Gonzaga hasn’t sneaked up on anybody in the 21st century, so portraying the Zags as a dark-horse underdog fueled by disrespect would strain credulity.
Still, this year’s West Coast Conference men’s basketball tournament seems a bit more foreboding for GU. And that’s not necessarily a bad thing.
Having the belief that you can overcome any deficit in the final minutes is a magical faith. And they feasted on that early in the conference season.
But learning that you can actually lose to just about anybody on a bad night may turn out to be a more practical reality to recognize this time of year.
Thank you, Loyola Marymount.
Having come into the past four conference tourneys ranked No. 1 or 2 in the nation, the Zags find themselves ranked No. 10 and seeded No. 2 behind rival Saint Mary’s heading into the WCC semifinals.
In the journey of self-discovery that is a college basketball season, the Zags have had more revelatory moments than in most recent years. And surely more losses.
Losing three of their first eight games against top-10 teams caused the early rankings to drop. But the damage of losses to Texas, Purdue and Baylor was early, nonlethal and somewhat offset by an impressive win on the road against No. 4-ranked Alabama (now No. 2).
To score 100 points in a 10-point win over the Crimson Tide was the major positive of the nonconference experience. The message: When clicking, with six players in double figures (led by Drew Timme’s 29), the Zags looked like a Final Four contender.
How, then, could a team that put up 100 against Alabama be held to 67 at home against LMU, a quadrant 3 (NET) team that they had defeated 25 consecutive times?
It’s possible that the Zags set themselves up for that one, having Houdini-ed three previous road games with late heroics.
At San Francisco, they were outrebounded by 19, but Rasir Bolton scored on a late putback for the win. At Santa Clara, they trailed by one with just over a minute remaining, but Nolan Hickman netted a timely 3. And at BYU, Julian Strawther pumped in a distant 3 with 9.8 remaining.
Three dramatic wins by eight total points is enough for them to expect that somebody will always come up with the game-saving hoop.
The visiting Lions of LMU soon delivered a tutorial in humility on Jan. 19, edging the Zags 68-67 in the seemingly invulnerable Kennel. On that night, the customary last-second heroes couldn’t convert and the 75-game win streak in that venue was snapped by a team that hadn’t won in Spokane since 1991.
LMU scored on a late layup and GU missed a couple of shots at the win. You cannot do that in March.
A couple of weeks later, the Zags fell at Saint Mary’s in overtime. No disgrace there, of course. Saint Mary’s topped the Zags in Moraga, California, to split the series last season, too, and the Zags ran away with an 82-69 win over the Gaels in the WCC title game.
Recent Zag improvements mitigate some concerns.

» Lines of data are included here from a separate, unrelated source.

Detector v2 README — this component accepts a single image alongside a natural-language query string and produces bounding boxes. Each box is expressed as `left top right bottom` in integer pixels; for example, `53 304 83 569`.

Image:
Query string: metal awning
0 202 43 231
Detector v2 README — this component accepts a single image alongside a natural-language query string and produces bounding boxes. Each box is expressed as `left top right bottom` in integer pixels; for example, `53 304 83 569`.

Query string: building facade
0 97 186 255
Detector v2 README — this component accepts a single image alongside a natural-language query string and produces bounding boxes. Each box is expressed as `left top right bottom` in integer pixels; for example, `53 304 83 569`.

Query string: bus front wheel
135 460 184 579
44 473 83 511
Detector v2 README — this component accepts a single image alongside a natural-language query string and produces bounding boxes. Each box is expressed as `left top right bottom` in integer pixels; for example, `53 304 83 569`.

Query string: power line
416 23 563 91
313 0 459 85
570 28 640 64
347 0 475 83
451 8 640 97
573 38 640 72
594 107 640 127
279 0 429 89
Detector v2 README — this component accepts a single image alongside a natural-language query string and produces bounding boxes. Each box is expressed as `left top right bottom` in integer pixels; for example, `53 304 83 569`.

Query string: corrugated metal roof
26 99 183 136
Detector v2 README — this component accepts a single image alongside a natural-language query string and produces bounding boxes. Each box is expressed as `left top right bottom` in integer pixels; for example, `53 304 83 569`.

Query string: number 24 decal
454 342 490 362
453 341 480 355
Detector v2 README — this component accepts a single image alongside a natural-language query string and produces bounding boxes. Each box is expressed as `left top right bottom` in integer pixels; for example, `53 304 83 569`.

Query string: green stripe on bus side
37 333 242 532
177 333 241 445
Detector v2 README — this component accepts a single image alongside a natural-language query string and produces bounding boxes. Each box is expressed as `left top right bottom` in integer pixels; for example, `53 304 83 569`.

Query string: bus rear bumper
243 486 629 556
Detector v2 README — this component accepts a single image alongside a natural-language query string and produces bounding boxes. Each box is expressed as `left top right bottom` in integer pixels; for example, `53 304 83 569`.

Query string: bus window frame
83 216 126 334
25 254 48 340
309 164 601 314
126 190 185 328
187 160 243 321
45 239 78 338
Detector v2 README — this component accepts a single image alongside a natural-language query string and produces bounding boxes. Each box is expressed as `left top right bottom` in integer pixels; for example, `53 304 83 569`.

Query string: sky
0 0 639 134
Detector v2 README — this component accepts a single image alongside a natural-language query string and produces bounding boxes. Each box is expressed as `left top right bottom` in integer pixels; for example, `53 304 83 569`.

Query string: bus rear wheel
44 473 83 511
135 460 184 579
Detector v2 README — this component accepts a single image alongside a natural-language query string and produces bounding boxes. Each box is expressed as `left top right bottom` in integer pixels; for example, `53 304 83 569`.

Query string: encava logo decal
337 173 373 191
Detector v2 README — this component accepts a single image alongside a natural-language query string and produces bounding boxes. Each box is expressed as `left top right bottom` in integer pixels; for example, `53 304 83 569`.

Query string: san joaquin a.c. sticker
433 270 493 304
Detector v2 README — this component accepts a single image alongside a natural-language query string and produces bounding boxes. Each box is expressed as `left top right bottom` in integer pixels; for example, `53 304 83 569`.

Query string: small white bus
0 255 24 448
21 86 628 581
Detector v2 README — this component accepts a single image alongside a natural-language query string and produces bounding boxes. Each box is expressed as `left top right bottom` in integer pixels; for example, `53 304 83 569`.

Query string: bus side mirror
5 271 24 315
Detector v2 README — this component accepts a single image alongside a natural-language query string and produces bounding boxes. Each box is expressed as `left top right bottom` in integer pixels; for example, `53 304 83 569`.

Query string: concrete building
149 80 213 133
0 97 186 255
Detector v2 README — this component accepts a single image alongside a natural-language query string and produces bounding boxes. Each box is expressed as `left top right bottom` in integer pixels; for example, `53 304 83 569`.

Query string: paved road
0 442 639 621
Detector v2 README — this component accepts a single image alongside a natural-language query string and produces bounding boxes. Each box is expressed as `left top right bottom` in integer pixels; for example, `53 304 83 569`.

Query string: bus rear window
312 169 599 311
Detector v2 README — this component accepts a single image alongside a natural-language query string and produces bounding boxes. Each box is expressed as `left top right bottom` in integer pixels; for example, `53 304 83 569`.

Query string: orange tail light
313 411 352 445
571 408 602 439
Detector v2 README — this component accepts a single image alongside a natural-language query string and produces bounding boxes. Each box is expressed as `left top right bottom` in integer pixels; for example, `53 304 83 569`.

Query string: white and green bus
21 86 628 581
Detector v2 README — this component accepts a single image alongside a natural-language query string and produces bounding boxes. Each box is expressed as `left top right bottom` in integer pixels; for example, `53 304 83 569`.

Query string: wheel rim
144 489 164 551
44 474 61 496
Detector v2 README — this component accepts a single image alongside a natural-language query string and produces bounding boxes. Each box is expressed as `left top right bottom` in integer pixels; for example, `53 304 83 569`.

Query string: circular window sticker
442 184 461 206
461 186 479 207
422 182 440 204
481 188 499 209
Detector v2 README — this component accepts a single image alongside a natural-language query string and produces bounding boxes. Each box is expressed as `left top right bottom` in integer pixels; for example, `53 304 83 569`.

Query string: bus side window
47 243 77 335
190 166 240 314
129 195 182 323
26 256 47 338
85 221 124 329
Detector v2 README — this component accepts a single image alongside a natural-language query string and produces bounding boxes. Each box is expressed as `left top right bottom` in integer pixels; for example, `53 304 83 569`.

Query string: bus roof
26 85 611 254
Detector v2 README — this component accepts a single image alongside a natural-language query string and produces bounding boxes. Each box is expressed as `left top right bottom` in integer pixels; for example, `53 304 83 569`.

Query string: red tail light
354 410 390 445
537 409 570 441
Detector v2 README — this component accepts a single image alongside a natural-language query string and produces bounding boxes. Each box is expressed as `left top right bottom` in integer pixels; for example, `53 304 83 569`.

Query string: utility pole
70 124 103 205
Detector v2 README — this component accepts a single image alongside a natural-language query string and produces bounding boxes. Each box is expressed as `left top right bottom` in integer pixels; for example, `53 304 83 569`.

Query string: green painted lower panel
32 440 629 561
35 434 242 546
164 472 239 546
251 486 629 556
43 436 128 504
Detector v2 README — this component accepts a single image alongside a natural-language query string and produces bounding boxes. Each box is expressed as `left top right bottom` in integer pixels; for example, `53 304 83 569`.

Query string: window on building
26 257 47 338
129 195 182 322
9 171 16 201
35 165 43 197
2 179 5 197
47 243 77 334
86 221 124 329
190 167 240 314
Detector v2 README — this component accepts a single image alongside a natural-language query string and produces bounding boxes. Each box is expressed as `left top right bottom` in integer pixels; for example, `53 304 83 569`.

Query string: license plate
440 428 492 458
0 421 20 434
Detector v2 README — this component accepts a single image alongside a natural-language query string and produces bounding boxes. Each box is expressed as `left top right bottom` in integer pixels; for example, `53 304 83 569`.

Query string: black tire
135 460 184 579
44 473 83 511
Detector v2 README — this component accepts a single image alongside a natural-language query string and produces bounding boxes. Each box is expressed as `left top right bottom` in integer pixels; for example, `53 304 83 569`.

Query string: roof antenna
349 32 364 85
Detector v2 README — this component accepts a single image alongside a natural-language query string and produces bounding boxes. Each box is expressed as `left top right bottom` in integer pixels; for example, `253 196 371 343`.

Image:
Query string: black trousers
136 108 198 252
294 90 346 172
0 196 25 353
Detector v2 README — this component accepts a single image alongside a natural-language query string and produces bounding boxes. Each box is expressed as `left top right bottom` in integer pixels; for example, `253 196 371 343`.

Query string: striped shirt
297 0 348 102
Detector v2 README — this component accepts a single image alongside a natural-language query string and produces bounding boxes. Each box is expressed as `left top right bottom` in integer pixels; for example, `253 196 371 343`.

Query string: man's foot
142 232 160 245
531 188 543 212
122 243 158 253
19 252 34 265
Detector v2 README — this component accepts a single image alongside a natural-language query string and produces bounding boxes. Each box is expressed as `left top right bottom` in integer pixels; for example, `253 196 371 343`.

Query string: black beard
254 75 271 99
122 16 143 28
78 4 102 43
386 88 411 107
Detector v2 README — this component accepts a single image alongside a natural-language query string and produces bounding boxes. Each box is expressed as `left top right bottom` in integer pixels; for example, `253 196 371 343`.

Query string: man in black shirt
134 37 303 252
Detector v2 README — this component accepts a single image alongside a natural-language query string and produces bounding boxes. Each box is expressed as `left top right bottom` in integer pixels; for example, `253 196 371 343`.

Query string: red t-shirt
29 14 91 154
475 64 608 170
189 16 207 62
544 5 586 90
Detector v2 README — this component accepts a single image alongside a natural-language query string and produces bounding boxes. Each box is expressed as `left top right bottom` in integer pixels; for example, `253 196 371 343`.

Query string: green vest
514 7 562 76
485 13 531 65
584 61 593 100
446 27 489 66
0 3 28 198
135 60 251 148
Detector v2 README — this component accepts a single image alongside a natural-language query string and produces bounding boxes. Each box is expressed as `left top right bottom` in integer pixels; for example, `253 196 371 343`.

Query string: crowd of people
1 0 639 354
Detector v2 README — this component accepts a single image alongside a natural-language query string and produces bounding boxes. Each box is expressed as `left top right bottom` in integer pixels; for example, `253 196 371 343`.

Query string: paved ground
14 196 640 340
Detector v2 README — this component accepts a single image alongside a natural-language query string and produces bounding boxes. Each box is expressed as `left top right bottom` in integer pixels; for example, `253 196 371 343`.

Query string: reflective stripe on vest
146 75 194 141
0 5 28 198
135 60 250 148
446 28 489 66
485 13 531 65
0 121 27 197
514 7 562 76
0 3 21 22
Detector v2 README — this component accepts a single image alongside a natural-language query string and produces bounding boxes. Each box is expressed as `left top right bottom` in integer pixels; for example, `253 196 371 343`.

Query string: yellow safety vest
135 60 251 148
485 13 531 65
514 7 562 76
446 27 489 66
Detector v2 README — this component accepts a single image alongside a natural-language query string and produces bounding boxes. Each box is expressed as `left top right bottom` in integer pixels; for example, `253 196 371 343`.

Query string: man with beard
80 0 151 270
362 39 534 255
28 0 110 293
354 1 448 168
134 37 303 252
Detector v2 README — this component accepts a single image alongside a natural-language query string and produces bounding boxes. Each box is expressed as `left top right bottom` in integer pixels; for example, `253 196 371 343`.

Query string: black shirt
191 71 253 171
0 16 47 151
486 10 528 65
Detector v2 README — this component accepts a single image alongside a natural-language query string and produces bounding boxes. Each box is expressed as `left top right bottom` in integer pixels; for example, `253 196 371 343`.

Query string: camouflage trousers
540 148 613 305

Timme is the most-fouled player in the WCC. At times, his performance at the free-throw line has been a weakness. Making 4 of 10 free throws against Michigan State, for instance, was a vulnerability in a slim win over the Spartans.
Through the Feb. 2 game against Santa Clara, Timme was shooting 60% from the line. In the past seven games, he’s shot 72.5%. This guy turns into a pinata at tournament time, and going into the tournament with confidence from the line can make a critical difference in a close game.

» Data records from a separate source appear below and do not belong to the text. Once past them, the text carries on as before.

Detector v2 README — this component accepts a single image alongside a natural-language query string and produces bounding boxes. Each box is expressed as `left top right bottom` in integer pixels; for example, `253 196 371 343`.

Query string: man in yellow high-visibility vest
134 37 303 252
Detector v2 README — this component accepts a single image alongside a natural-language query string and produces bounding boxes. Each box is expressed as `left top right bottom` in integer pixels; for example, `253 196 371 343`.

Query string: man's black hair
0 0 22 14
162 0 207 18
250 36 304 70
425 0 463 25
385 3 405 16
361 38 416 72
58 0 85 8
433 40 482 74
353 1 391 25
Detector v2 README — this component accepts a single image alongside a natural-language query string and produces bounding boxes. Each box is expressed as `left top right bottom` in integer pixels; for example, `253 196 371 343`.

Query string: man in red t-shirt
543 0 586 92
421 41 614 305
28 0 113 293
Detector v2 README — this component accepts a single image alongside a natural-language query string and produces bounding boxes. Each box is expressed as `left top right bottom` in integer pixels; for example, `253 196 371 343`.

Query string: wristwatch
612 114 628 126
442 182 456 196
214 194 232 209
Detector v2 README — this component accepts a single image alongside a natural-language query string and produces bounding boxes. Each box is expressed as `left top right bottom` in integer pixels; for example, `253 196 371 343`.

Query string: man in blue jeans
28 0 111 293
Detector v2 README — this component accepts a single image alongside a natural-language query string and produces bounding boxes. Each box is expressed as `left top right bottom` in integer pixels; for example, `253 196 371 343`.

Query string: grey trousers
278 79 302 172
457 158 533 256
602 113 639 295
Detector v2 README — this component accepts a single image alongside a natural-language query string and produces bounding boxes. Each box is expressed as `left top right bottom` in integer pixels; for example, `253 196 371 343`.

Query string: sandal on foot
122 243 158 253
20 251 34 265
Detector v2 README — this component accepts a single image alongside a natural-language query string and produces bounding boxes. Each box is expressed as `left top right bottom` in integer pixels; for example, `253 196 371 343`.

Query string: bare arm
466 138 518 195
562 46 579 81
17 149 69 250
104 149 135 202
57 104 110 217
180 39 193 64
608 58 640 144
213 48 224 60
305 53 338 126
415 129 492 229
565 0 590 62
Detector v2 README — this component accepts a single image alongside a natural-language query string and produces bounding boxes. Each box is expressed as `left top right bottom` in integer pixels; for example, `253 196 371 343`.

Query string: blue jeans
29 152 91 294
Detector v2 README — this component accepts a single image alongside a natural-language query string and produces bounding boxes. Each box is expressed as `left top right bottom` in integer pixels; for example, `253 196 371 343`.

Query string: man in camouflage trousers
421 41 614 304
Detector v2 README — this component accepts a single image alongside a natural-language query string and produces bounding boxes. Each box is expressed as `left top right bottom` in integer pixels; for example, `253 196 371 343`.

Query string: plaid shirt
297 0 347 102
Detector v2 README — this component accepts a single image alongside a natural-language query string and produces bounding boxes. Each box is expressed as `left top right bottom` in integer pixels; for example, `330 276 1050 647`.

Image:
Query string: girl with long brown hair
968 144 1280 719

It’s hard to picture anybody who can elevate his game at tournament time as has Timme, who averaged 27.3 in the three NCAA games last season.
Strawther, meanwhile, has become a more aggressive scorer, taking pressure off Timme. He’s averaged 19 points in the past eight games – almost four points above his season average.
Anton Watson’s all-around game, always strong, has become more effective on the offensive end, raising his average almost four points in the past 10.
And nobody has been a bigger surprise than sophomore Ben Gregg, with his shooting range and mobility as a frontcourt sub.
The recent home win over Saint Mary’s displayed the balanced offense and opportunistic defense that should stand as the blueprint for the Zags in March.
They’ve had enough surprises this season.